Typhoid fever, “In the United States each year, about 350 people are diagnosed with typhoid fever and 90 people are diagnosed with paratyphoid fever each year.” (cdctyphoidfever). Wouldn’t you think it should be raging if we are not vaccinating against this in the US? On a side note some other countries do vaccinate against this. This goes to show that when you don’t vaccinated against a disease it does not mean it will automatically come back and become a problem.
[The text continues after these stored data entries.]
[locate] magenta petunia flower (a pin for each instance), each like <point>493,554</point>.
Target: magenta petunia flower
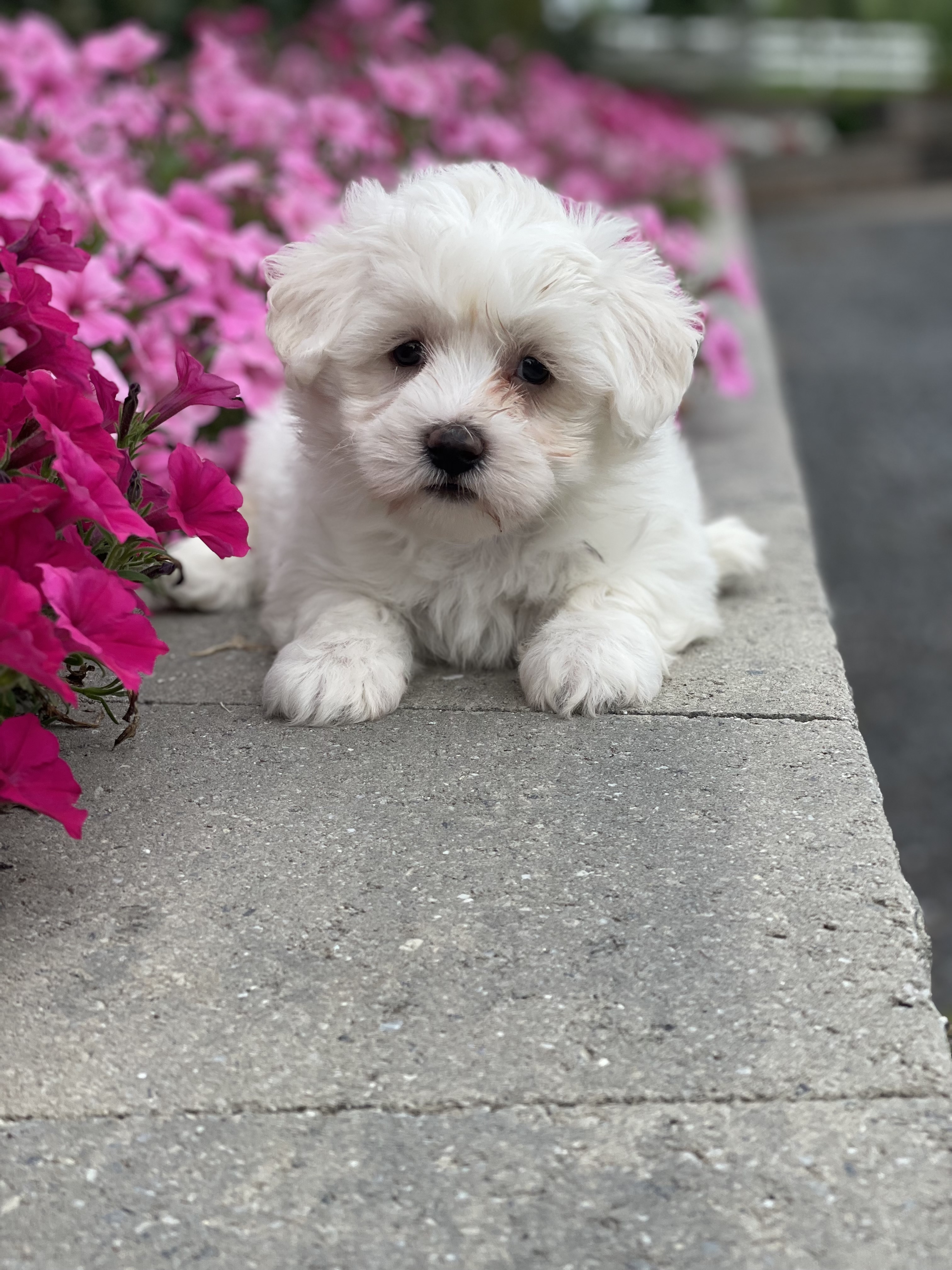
<point>196,388</point>
<point>28,642</point>
<point>205,503</point>
<point>723,353</point>
<point>59,352</point>
<point>33,775</point>
<point>46,242</point>
<point>31,540</point>
<point>59,404</point>
<point>25,495</point>
<point>96,614</point>
<point>94,496</point>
So why are we still giving a polio vaccine to our kids when, “Since 1979, no cases of polio have originated in the U.S” (cdc.gov/polio)
Cholera, “Cholera, caused by the bacterium Vibrio cholerae, is very rare in the U.S. Cholera was common domestically in the 1800s but water-related spread has been eliminated by modern water and sewage treatment systems.” (cdccholera). Hmm interesting, so we never had a vaccine for this but somehow other things like cleaner water and sewage treatments helped eliminate this. Could cleaner water, better living conditions etc., have helped some of the other disease we had go away too?
Scarlet Fever, “Scarlet fever was a serious, life-threatening disease for thousands of children during the 19th century; it resulted in pandemics with substantial mortality rates. The introduction of penicillin also contributed to the decreased incidence of scarlet fever and its subsequent complications, such as rheumatic fever…Since 1999, a total of 9,400 cases of scarlet fever have been reported in the United States by the Centers for Disease Control and Prevention.” (uspharmacist).
So now there are only a few hundred cases per year of scarlet fever in the US. There is not a vaccine to prevent this. So how did scarlet fever become removed from the US list of notifiable diseases in 1970? Couldn’t some of the other diseases we vaccinate for also go away and stay away even if we stopped vaccinating for them?
Tuberculosis TB, “During 2019, a total of 8,920 new cases (of TB) were provisionally reported in the United States.” (cdc.gov) “BCG (TB vaccine) is not generally recommended for use in the United States because of the low risk of infection with Mycobacterium tuberculosis, the variable effectiveness of the vaccine against adult pulmonary TB, and the vaccine’s potential interference with tuberculin skin test reactivity.” (cdc.gov).
I found that very interesting. The fact that we have thousands of cases of TB in the US each year and we don’t recommend a vaccine here partly due to the low risk of infection. Yet we have a much lower risk of infection and barely any cases of things like tetanus (average of 30 cases total a year) (cdc), diphtheria, (rarely reported in the US) (cdc) Haemophilus influenzae (HIB) (less than 50 cases per year) (cdc) and no cases of things like polio (last case was imported in 1994.) (cdc) And we still vaccinate against them in the US with up to 5 doses of vaccines for thing like diphtheria and tetanus! That should make you go HMMM?!
I hope this sheds some light on the myth that these diseases will automatically come back if we stop vaccinating against them. I hope this encourages you also to look more into these diseases and the incidences of them to help you make an informed decision about what vaccines to give your children.